MGM rides Knights’ success wave
April 24, 2018 3:10 AM
by Phil Hevener
It doesn’t get much better than this for local resort operators as big deals continue taking shape up and down the Las Vegas Strip. The strong community-wide support lavished on the Golden Knights deserves an assist.
Oakland Raiders owner Mark Davis might like to bottle the tidal wave of energy and enthusiasm generated by the success of the Golden Knights hockey team and put it on the shelf, saving it until the Raiders complete their move to Las Vegas and the team’s new billion-dollar home.
They will not settle in here until the 2020 season, but it is not too early to consider what may be possible if Davis and company can match the success of the Knights who are headed for the second round of the National Hockey League’s Stanley Cup playoffs in the team’s first season.
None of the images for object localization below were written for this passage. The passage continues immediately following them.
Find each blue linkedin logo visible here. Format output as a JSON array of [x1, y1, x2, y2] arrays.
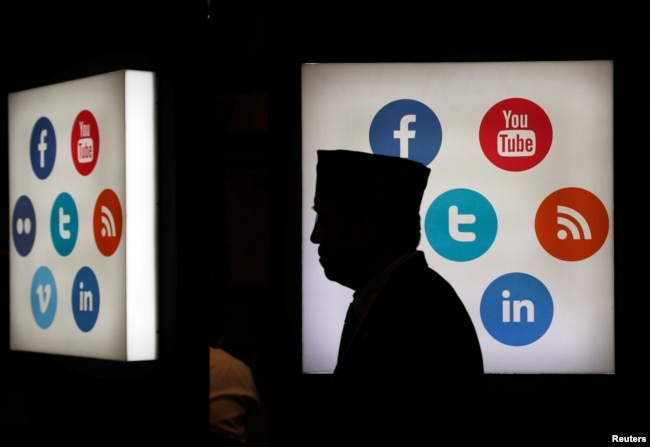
[[480, 272, 554, 346]]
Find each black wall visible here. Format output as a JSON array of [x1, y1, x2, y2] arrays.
[[1, 2, 648, 443]]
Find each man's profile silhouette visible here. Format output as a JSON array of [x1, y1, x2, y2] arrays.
[[309, 149, 484, 444]]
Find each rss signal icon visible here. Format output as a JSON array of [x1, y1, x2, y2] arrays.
[[535, 187, 609, 261], [93, 188, 123, 256]]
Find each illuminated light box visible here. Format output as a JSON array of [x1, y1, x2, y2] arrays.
[[9, 70, 157, 361], [301, 61, 614, 374]]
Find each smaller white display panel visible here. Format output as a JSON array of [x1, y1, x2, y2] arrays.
[[301, 61, 614, 374], [9, 70, 157, 361]]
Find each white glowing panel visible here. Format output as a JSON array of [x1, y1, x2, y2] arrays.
[[302, 61, 614, 374], [9, 70, 157, 361]]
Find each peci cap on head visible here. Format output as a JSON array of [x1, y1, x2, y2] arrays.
[[315, 149, 430, 215]]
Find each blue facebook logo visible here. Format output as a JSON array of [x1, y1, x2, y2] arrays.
[[30, 116, 57, 180], [369, 99, 442, 166]]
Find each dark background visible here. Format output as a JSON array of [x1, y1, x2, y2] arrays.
[[1, 1, 648, 443]]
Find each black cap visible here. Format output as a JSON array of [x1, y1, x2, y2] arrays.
[[315, 149, 430, 214]]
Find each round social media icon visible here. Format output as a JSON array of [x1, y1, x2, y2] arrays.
[[479, 98, 553, 172], [12, 195, 37, 257], [71, 266, 100, 333], [535, 187, 609, 261], [50, 192, 78, 256], [369, 99, 442, 166], [71, 109, 100, 176], [30, 116, 57, 180], [31, 266, 58, 329], [93, 189, 123, 256], [425, 188, 497, 262], [480, 272, 554, 346]]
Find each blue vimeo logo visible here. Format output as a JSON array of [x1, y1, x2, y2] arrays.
[[424, 188, 497, 262], [30, 116, 57, 180], [480, 272, 554, 346], [31, 266, 57, 329], [369, 99, 442, 166]]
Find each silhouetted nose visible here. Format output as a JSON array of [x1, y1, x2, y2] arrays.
[[310, 220, 319, 244]]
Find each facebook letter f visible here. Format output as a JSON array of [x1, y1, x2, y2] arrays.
[[394, 114, 416, 158], [38, 129, 48, 168]]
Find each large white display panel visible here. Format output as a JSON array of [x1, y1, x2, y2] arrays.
[[9, 70, 158, 361], [302, 61, 614, 374]]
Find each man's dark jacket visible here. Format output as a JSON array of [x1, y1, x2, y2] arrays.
[[321, 251, 484, 444]]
It is a bit of an understatement to say top MGM Resorts officials are delighted with the success of the Knights and their ability to regularly attract capacity crowds of more than 18,000 who are quite willing to spend. Let’s not forget MGM owns thousands of hotel rooms within easy walking distance of the arena and the under-construction 65,000-seat stadium where the Raiders will play.
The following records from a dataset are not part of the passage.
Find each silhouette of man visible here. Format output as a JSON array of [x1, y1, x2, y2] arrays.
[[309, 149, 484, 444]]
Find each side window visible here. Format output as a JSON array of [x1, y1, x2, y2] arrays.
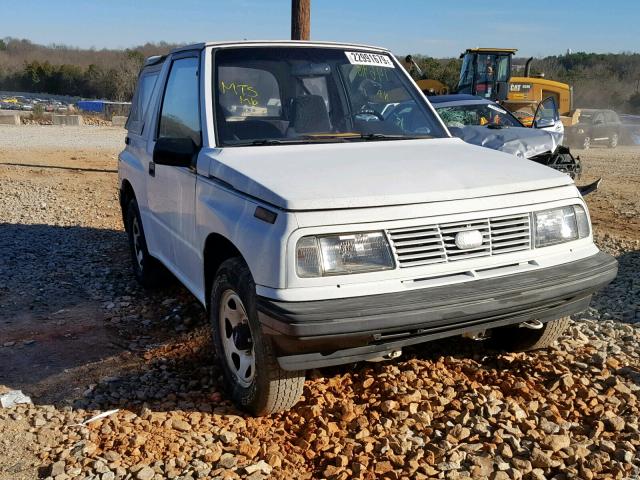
[[158, 57, 201, 146], [218, 66, 281, 119], [126, 71, 159, 134]]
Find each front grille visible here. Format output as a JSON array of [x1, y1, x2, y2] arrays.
[[388, 213, 532, 268], [489, 214, 532, 254]]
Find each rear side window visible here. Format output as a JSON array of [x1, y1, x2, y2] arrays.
[[126, 71, 159, 135], [218, 66, 281, 119], [158, 57, 201, 146]]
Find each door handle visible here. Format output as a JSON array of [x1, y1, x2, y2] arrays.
[[125, 136, 130, 145], [148, 161, 155, 177]]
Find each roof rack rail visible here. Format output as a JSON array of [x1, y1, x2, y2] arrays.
[[144, 55, 166, 67]]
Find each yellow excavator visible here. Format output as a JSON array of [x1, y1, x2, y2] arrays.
[[408, 48, 575, 127]]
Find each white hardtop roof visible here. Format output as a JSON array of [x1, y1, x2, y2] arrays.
[[170, 40, 391, 55]]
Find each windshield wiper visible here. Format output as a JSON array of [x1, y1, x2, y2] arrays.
[[486, 123, 507, 129], [357, 133, 432, 141], [232, 138, 310, 146]]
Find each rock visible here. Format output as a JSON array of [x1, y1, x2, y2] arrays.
[[381, 400, 399, 413], [136, 466, 155, 480], [542, 434, 571, 452], [172, 419, 191, 432], [605, 416, 625, 432], [374, 461, 394, 474], [218, 453, 237, 469], [470, 455, 493, 477], [245, 460, 272, 475], [50, 460, 66, 477], [530, 448, 554, 469], [492, 472, 510, 480], [238, 442, 260, 459], [219, 430, 237, 444]]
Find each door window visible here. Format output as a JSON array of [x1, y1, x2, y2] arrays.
[[534, 97, 559, 128], [127, 71, 159, 134], [158, 57, 201, 146]]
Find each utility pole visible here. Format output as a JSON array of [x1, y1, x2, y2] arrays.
[[291, 0, 310, 40]]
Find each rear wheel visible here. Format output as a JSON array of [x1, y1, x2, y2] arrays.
[[210, 258, 305, 415], [608, 133, 618, 149], [489, 317, 571, 352], [125, 199, 166, 288]]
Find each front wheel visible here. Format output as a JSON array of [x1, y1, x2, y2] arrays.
[[489, 317, 571, 352], [581, 136, 591, 150], [608, 133, 618, 149], [210, 258, 305, 415]]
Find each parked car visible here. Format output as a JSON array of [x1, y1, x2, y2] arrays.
[[566, 109, 622, 149], [426, 94, 582, 179], [119, 41, 617, 415]]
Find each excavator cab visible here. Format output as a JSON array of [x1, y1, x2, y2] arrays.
[[456, 48, 516, 101]]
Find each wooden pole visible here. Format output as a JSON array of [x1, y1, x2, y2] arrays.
[[291, 0, 310, 40]]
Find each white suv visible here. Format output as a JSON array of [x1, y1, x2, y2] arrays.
[[119, 41, 617, 415]]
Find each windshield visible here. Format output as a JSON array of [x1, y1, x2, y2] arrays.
[[214, 47, 447, 146], [435, 102, 523, 128], [457, 53, 511, 98]]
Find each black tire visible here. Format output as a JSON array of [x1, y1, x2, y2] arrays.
[[210, 257, 305, 415], [608, 133, 618, 149], [489, 317, 571, 352], [125, 199, 166, 288]]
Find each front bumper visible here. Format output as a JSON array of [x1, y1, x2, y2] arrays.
[[258, 252, 618, 370]]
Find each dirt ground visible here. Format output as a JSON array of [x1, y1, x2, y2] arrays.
[[0, 136, 638, 479]]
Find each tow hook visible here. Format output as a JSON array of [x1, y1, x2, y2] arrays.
[[519, 320, 544, 330], [366, 349, 402, 362], [462, 330, 490, 341]]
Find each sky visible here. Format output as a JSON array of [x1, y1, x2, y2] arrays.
[[2, 0, 638, 58]]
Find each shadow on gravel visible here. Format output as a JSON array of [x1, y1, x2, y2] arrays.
[[0, 222, 187, 406], [587, 249, 639, 323]]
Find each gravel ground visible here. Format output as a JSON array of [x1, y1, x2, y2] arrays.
[[0, 125, 125, 150], [0, 128, 638, 480]]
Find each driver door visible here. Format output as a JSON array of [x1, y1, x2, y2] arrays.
[[534, 96, 564, 141]]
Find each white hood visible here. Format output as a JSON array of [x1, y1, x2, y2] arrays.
[[206, 137, 573, 211]]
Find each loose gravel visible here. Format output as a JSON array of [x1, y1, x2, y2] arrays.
[[0, 130, 638, 480]]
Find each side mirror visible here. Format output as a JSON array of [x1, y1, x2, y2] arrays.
[[534, 117, 556, 129], [153, 137, 197, 167]]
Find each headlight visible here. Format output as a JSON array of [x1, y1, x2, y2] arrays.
[[534, 205, 590, 248], [296, 231, 395, 277], [577, 128, 585, 134]]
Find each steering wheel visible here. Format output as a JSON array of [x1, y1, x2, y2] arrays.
[[353, 108, 385, 122]]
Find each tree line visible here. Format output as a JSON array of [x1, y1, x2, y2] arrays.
[[0, 38, 179, 101], [1, 38, 639, 113]]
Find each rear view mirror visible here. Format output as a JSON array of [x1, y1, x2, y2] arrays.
[[291, 63, 331, 77], [153, 137, 197, 167]]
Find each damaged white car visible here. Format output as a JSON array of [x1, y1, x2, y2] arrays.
[[427, 94, 583, 180]]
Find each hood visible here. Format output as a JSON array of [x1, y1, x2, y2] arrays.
[[206, 137, 573, 211], [450, 125, 561, 159]]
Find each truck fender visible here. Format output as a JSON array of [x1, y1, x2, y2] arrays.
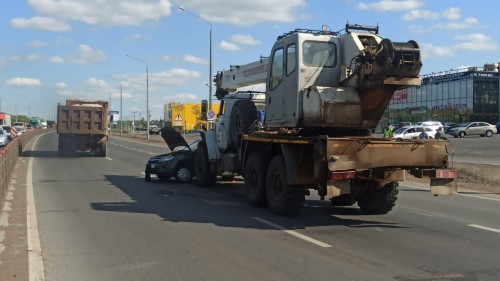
[[203, 130, 220, 161]]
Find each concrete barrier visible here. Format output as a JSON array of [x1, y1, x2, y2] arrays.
[[0, 129, 51, 209]]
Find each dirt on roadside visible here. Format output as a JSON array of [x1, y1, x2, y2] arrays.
[[405, 162, 500, 194]]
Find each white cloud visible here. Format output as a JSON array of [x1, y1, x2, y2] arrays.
[[219, 40, 241, 51], [357, 0, 424, 12], [230, 34, 261, 45], [0, 57, 6, 66], [162, 55, 171, 61], [6, 77, 42, 87], [180, 0, 306, 26], [401, 10, 439, 21], [442, 7, 460, 21], [454, 33, 498, 51], [10, 56, 21, 61], [421, 33, 498, 58], [26, 54, 43, 61], [29, 40, 48, 48], [49, 56, 65, 64], [55, 82, 67, 89], [125, 34, 150, 42], [162, 92, 199, 101], [464, 18, 479, 24], [421, 43, 455, 58], [86, 78, 107, 88], [183, 55, 208, 65], [10, 16, 70, 32], [68, 44, 107, 64], [28, 0, 172, 26]]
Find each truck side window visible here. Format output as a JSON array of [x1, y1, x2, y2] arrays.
[[286, 44, 296, 76], [269, 48, 284, 90]]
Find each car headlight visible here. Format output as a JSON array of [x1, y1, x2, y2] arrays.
[[159, 155, 174, 162]]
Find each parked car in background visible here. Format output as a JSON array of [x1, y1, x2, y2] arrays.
[[145, 127, 201, 183], [392, 126, 437, 140], [442, 122, 456, 133], [448, 122, 497, 138], [149, 125, 161, 135], [0, 129, 7, 147], [416, 121, 444, 132]]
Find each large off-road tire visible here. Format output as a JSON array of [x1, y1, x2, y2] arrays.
[[265, 155, 305, 216], [230, 100, 257, 146], [194, 144, 216, 187], [330, 194, 357, 206], [175, 164, 193, 183], [357, 181, 399, 214], [244, 153, 268, 206]]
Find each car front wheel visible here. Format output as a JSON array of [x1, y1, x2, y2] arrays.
[[175, 165, 193, 183], [486, 130, 493, 137], [459, 131, 465, 138]]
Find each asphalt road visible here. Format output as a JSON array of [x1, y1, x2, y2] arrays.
[[18, 132, 500, 280]]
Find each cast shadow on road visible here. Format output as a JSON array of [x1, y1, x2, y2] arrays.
[[21, 149, 102, 158], [90, 175, 407, 232]]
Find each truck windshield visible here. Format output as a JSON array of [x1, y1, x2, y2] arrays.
[[303, 41, 336, 67]]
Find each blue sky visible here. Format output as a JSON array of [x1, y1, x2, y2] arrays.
[[0, 0, 498, 121]]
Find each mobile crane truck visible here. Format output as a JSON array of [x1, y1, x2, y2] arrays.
[[195, 24, 457, 216]]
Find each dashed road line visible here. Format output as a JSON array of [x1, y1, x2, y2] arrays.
[[468, 224, 500, 234], [400, 208, 433, 217], [252, 217, 332, 248], [105, 157, 113, 161]]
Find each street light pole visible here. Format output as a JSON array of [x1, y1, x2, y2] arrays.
[[29, 102, 37, 119], [105, 75, 123, 136], [179, 6, 213, 111], [126, 54, 150, 140]]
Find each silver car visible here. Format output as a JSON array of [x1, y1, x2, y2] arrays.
[[448, 122, 497, 138], [392, 126, 437, 140], [0, 129, 7, 147]]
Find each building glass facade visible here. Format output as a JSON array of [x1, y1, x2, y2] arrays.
[[384, 66, 500, 126]]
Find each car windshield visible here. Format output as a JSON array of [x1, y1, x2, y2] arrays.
[[393, 128, 407, 134]]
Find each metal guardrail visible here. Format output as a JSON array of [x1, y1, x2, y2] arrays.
[[0, 129, 48, 209]]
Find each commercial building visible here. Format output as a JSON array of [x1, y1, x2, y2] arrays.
[[384, 64, 500, 126]]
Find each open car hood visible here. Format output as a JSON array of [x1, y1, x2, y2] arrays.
[[160, 127, 190, 151]]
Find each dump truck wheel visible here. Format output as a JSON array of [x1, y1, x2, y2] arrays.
[[357, 181, 399, 214], [244, 153, 268, 207], [330, 194, 357, 206], [230, 100, 257, 146], [266, 155, 304, 216], [194, 144, 216, 187], [100, 143, 107, 157]]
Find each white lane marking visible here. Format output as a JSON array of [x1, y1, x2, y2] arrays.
[[468, 224, 500, 234], [400, 208, 433, 217], [105, 157, 113, 161], [251, 217, 332, 248], [402, 184, 500, 202], [27, 136, 46, 281]]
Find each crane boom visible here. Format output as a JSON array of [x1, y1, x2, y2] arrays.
[[215, 58, 269, 99]]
All of the restaurants at the MGM properties surrounding the T Mobile Arena where the Knights play seem to fill up on game nights. Other properties appear equally satisfied with the enthusiasm.
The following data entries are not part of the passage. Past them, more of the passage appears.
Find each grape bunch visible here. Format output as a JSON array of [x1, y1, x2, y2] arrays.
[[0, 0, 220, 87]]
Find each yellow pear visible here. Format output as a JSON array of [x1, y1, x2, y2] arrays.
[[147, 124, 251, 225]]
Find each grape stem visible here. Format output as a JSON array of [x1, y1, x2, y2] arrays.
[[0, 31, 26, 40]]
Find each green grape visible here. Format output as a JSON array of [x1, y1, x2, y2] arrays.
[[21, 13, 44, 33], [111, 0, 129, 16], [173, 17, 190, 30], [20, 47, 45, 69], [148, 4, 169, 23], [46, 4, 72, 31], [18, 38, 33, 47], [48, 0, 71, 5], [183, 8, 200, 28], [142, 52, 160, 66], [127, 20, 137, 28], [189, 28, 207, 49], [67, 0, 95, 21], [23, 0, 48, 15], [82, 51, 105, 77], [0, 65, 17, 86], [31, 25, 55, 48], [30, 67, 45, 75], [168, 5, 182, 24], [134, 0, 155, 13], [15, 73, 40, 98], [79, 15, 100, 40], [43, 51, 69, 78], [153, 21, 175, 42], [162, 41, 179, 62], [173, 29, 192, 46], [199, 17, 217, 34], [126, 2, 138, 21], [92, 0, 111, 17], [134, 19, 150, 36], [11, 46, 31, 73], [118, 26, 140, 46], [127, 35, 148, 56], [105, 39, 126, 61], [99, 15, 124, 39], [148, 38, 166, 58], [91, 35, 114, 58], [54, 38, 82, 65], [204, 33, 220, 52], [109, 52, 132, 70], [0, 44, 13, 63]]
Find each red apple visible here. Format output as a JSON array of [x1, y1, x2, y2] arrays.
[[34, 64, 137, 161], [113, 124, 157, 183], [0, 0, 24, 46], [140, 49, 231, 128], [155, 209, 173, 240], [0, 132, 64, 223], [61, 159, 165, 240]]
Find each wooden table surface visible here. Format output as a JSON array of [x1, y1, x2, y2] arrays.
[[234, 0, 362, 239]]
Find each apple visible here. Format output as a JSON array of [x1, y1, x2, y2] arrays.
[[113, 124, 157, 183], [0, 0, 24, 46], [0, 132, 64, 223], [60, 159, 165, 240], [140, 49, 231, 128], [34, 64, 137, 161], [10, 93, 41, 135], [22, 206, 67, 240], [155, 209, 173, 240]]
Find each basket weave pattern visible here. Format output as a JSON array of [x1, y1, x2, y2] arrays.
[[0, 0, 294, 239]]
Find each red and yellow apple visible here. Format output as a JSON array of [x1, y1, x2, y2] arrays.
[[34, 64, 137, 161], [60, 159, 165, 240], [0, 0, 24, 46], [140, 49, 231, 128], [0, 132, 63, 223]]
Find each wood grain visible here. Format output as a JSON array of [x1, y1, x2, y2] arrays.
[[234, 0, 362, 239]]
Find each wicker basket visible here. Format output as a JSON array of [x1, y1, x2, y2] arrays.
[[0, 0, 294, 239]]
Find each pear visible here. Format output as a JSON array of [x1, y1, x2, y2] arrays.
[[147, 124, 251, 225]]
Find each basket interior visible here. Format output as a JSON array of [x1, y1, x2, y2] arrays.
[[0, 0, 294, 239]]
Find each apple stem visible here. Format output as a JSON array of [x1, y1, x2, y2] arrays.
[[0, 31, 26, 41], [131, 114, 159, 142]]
Art Manteris, director of race and sportsbook operations for the books operated by Station Casinos, says the success of the Knights has had an impact at the Red Rock on the west side of the city. “We had a concert here on the same night the Knights had their double overtime win against the Kings. After the concert there were thousands of people standing in the book waiting to see how the game would go.”
Station took advantage of what the Golden Knights have done, selling bottles of wine with the Golden Knights label. The appeal of Vegas combined with the surprising success of the NHL’s newest team “have combined to make the Knights the talk of the league,” says MGM senior VP Alan Feldman.
The size of those home game crowds and the wide support of the community have probably not been lost on the owners of other professional major league sports teams. Feldman acknowledges the accuracy of such thinking, saying, “You put a team in many locales and the best you can hope for is to draw local people.”
But companies such as Wynn, Caesars, the Golden Nugget, MGM and others already have the ability to reach into most areas of the country with offers calculated to have people headed this way. In short, such appeal enables a casino to offer an experience that involves much more than the chance to gamble.
Yes, there is more to Las Vegas appeal than the chance to gamble. As MGM president Jim Murren says, “We have become a travel destination for sports fans.” There was even recent curling competition at a non-MGM property. There is at least a little something for a wide variety tastes.
So where do Las Vegas marketers go from here? Onward and upward probably. All the obvious signs suggest local economic conditions are good and will continue to improve and resort strategists have shed their reluctance to focus solely on gambling. But gambling revenue tends to benefit from the presence of the “interesting stuff” that keeps people in the building.
And as the Jim Murrens of the gaming and entertainment business ponder their next addition to the list of fun and games available here, companies such as Reno-based Eldorado Resorts are eyeing the prospects for Southern Nevada ventures.